Стих как осуществление смысла. 8 страница



Естественно встает вопрос, почему лирическое творчество так явно тяготеет к стиховой форме,

Это вытекает из самой природы лирики, в особенности лирики в современном смысле, которая ведет свое начало (в русской литературе) от Пушкина и его соратников.

Мы еще будем говорить о сущности лирики. Здесь же достаточно дать краткое и отчасти упрощенное определение. Лирика есть, в конечном счете, воплощение, воссоздание непосредственных личных переживаний автора. Правда, это не всегда совершенно точное, прямое, достоверное воссоздание (хотя изучение творчества многих лирических поэтов показывает, что нередко дело обстоит именно так). Но все же можно — с известными оговорками — утверждать, что собрания лирических произведений Пушкина, Языкова, Боратынского, Тютчева, Некрасова, Анненского, Блока, Есенина — это своего рода дневники или письма их создателей, запечатлевшие реальные жизненные размышления, переживания, наблюдения.
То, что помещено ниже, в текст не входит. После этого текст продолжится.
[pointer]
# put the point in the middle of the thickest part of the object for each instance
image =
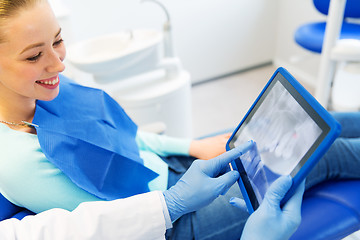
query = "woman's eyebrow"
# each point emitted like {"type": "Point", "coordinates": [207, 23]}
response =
{"type": "Point", "coordinates": [35, 45]}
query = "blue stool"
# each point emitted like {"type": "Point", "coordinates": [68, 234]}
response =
{"type": "Point", "coordinates": [322, 37]}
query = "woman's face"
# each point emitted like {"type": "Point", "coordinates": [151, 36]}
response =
{"type": "Point", "coordinates": [31, 55]}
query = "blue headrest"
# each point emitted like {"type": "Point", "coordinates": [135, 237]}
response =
{"type": "Point", "coordinates": [352, 8]}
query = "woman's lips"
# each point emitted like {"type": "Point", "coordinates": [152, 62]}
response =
{"type": "Point", "coordinates": [50, 83]}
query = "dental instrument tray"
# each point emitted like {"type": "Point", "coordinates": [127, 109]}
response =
{"type": "Point", "coordinates": [291, 130]}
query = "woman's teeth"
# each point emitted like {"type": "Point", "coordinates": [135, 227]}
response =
{"type": "Point", "coordinates": [53, 82]}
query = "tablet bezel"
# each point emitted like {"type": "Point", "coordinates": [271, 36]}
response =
{"type": "Point", "coordinates": [330, 130]}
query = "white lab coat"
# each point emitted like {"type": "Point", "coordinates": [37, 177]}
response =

Это резко отделяет лирику от повествовательных произведений, где всегда, так или иначе, воссоздается самостоятельный, отдельный от личности автора мир людей с их поступками и переживаниями, определенное движение вещей и событий. Воплощая этот мир, обладающий своим временем и пространством, строя сюжет, воспроизводя диалоги и монологи действующих лиц, повествователь создает цельную и осязаемую художественную реальность, прочное предметное бытие, без которого и невозможно творение искусства.

“Мертвые души”, “Война и мир”, “Преступление и наказание”, “Тихий Дон” и даже проникнутый лиризмом “Жень-шень” Пришвина — это именно творения, которые как бы существуют сами по себе, с живущими, пребывающими в них людьми, животными, событиями, вещами. В то же время эта жизнь, это художественное бытие насквозь просвечено изнутри гением ее создателя, его мыслью, чувствами, ощущениями и потому как бы само осознает себя, раскрывает свою тайну, свою ценность и истину.
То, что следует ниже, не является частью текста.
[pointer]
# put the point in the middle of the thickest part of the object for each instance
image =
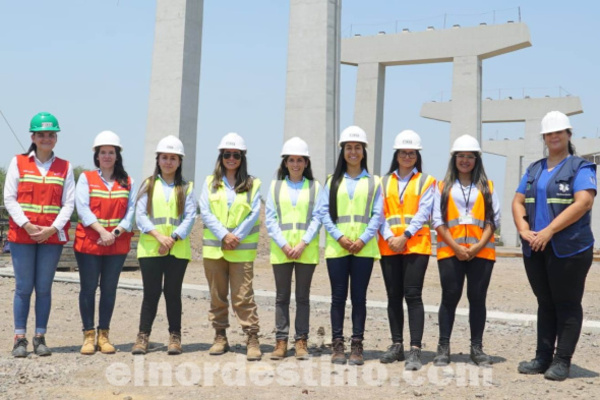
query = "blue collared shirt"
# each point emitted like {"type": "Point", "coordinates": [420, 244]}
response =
{"type": "Point", "coordinates": [82, 202]}
{"type": "Point", "coordinates": [212, 222]}
{"type": "Point", "coordinates": [189, 212]}
{"type": "Point", "coordinates": [272, 222]}
{"type": "Point", "coordinates": [377, 215]}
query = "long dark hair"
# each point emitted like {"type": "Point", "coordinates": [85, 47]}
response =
{"type": "Point", "coordinates": [396, 165]}
{"type": "Point", "coordinates": [243, 181]}
{"type": "Point", "coordinates": [148, 187]}
{"type": "Point", "coordinates": [283, 170]}
{"type": "Point", "coordinates": [119, 172]}
{"type": "Point", "coordinates": [338, 175]}
{"type": "Point", "coordinates": [478, 177]}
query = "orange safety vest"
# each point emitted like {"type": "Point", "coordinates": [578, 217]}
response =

Здесь, собственно, все взаимосвязано и едино. Воссоздавая объективность жизни в своем повествовании, то есть, вновь создавая ее в сюжете и слове, художник может сделать это, только проникая ему лишь свойственным способом в глубокий смысл и це

лесообразность жизни, в ее тайные мотивы, побуждения, причины. Иначе он не способен будет создать ее заново, он сможет всего лишь скопировать внешние формы жизни, сделать ее мертвый слепок. С другой стороны, только путем живого воссоздания людей, событий, вещей способен художник схватить тот цельный смысл и ценность жизни, за которыми охотится искусство, стремясь заставить жизнь говорить о себе на своем собственном языке, как бы осознать самое себя, “добровольно” раскрыть свои сокровенные живые глубины.

Погружаясь в мир “Анны Карениной” или “Братьев Карамазовых”, мы сталкиваемся именно с чудом самораскрытия жизни. Если бы мы (вообразим себе такую ситуацию) сами реально наблюдали бы бытие людей; подобных героям этих повествований, мы не увидели, не поняли, не почувствовали бы и сотой доли того, что открывается нам в творениях гениальных художников.
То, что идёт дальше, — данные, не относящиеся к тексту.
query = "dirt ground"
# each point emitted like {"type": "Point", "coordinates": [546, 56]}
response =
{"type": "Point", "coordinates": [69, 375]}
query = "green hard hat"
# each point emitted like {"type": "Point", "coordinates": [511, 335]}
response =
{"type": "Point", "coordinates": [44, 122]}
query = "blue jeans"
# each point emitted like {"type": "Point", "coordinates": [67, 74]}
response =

Здесь исключительно важно то, что перед нами именно творения, как бы сама жизнь, а не какая-либо совокупность размышлений и наблюдений над жизнью. В последнем случае мы воспринимали бы всего лишь чужие мысли и чуждые факты. Между тем, поскольку мы погружаемся в этих повествованиях как бы непосредственно в жизнь, будто даже участвуем в ней, мы на это время обретаем своего рода чудесную способность: мы словно сами становимся гениальными художниками, ибо видим, понимаем, чувствуем в развертывающейся перед нами жизни то, что смогли увидеть, понять, почувствовать в ней Толстой и Достоевский.

Именно в этом заключается одно из ценнейших свойств искусства. Когда мы, например, читаем прекрасное и глубокое рассуждение философа, ученого или даже писателя, который в данном случае отказался от собственного художественного пути выражения себя и мира, то есть от творчества, — мы можем восхищаться, наслаждаться, благоговеть перед разумностью и величием сказанного. Но смысл сказанного все же не становится нашей собственной мыслью и чувством.

Между тем, воспринимая “Войну и мир” — это грандиозное творение, мы не просто усваиваем некие мысли. Мы, в сущности, начинаем жить той жизнью, которой живут герои эпопеи, и словно сами, без чьего-либо посредства, усваиваем безгранично глубокий и богатый смысл этой сотворенной Толстым жизни.

Так обстоит дело при восприятии любого повествования или драмы, поскольку в них создан художественный мир в прямом значении этого слова, мир людей, событий, вещей.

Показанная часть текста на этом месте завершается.